Aile hekimleri ceza yönetmeliğinin geri çekilmesi, Sağlıkta Şiddet Yasası’nın çıkması başta olmak üzere özlük ve ekonomik hakları için 17-18 Şubat’ta iş bıraktı.
İş bırakma eyleminin 2. gününde İzmir’de eylem gerçekleştiren aile hekimleri ve sağlık emekçileri “Yeter Fahrettin bizi kahrettin” diye seslendi.

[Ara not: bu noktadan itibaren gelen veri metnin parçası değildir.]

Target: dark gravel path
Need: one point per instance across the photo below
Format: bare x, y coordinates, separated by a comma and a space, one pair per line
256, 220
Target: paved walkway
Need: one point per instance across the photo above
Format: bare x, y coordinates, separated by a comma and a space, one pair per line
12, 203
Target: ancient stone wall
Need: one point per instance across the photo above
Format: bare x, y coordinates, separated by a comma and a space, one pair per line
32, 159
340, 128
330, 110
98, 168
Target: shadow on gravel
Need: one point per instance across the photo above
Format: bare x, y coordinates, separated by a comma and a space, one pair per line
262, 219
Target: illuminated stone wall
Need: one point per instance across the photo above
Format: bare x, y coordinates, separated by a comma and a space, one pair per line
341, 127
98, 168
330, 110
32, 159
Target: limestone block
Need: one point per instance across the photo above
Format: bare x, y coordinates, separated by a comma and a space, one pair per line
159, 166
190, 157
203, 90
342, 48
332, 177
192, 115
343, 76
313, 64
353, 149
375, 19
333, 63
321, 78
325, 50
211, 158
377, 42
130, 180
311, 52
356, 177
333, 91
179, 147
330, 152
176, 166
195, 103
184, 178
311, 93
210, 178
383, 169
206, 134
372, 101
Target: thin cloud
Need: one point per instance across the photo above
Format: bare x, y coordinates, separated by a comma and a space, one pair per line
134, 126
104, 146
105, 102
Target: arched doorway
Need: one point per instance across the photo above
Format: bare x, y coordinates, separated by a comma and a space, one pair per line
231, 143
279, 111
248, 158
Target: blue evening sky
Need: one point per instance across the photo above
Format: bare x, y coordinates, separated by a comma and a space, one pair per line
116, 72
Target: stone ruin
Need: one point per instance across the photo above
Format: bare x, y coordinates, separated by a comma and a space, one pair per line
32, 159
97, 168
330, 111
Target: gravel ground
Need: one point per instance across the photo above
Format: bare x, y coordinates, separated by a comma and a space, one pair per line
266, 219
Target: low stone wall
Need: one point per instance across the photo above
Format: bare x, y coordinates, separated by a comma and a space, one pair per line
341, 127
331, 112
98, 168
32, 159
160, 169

İzmir İl Sağlık Müdürlüğü önünde toplanan sağlık emekçileri adına açıklamayı okuyan İzmir Aile Hekimleri Derneği Başkanı Muteber Çolak, bütün dünyada olduğu gibi Türkiye'de de pandemi sürecinin ilk iki yılını bitirmek üzere olduğunu belirterek, böylesi zorlu bir süreçte Sağlık Bakanlığı'nın sağlık emekçilerinin yanında olmadığını ifade etti. Çolak yaptığı açıklamaya şu şekilde devam etti:
“Onlar hizmeti daha nitelikli hale getiren uygulamalar yapmak yerine iş barışını bozan ceza yönetmeliğini çıkarmayı tercih etti. Birinci basamak sağlık hizmetlerinin amacı topluma koruyucu sağlık hizmeti vermektir. Ülkemizde aile hekimliği sistemine geçilmesiyle birlikte biz dizi sorun yaşamaya başladık. Aile hekimliği ve aile sağlığı çalışanları sözleşmeli çalışmaya başladı. Daha önce sağlık ocağı olan binalarımıza kira ödemeye başladık. Elektrik, su doğalgaz faturalarını biz ödemeye başladık. Taşeron firmalardan personel ve hemşire çalıştırmak zorunda kaldık. Serumdan ilaca her şeyi kendimiz temin etmek zorunda kaldık. Aile sağlığı merkezleri bize ait birer özel işletme gibi oldu.”
Bütün bunlar olurken ücretsiz izin haklarını kaybettiklerini, performans ücretlerinin de kesildiğini ifade etti.
“Mart ayında 3 gün grevdeyiz”
Bu ceza yönetmeliğini kabul etmediklerini vurgulayan Çolak, son olarak şunları kaydetti:
“Yönetmelikle getirilen düzenlemeleri yapmak mümkün değil. İnfaz komisyonlarını istemiyoruz. Keyfi sözleşme fesihlerini istemiyoruz. Her geçen gün artan şiddet olaylarına karşı etkili bir şiddet yasası istiyoruz. Gereksiz ve mesnetsiz CİMER şikâyetleri ile uğraşmak istemiyoruz. İş güvencesi istiyoruz. Ücretli izin hakkı ve rapor hakkı istiyoruz. Negatif performans istemiyoruz. Gereksiz ve bizleri zorlayıcı raporlarla uğraşmak istemiyoruz. Askere alma muayenesi, spor katılım raporu, av tüfeği raporu gibi raporların birinci basamak bir değerlendirme olmadığını düşünüyoruz. Bu raporlar nedeniyle hastalarımızla karşı karşıya kalıyoruz. Yapılması imkânsız uygulamalarla baskı ve mobbing görmek istemiyoruz. Ceza yönetmeliği geri çekilene kadar mücadeleye devam edeceğiz."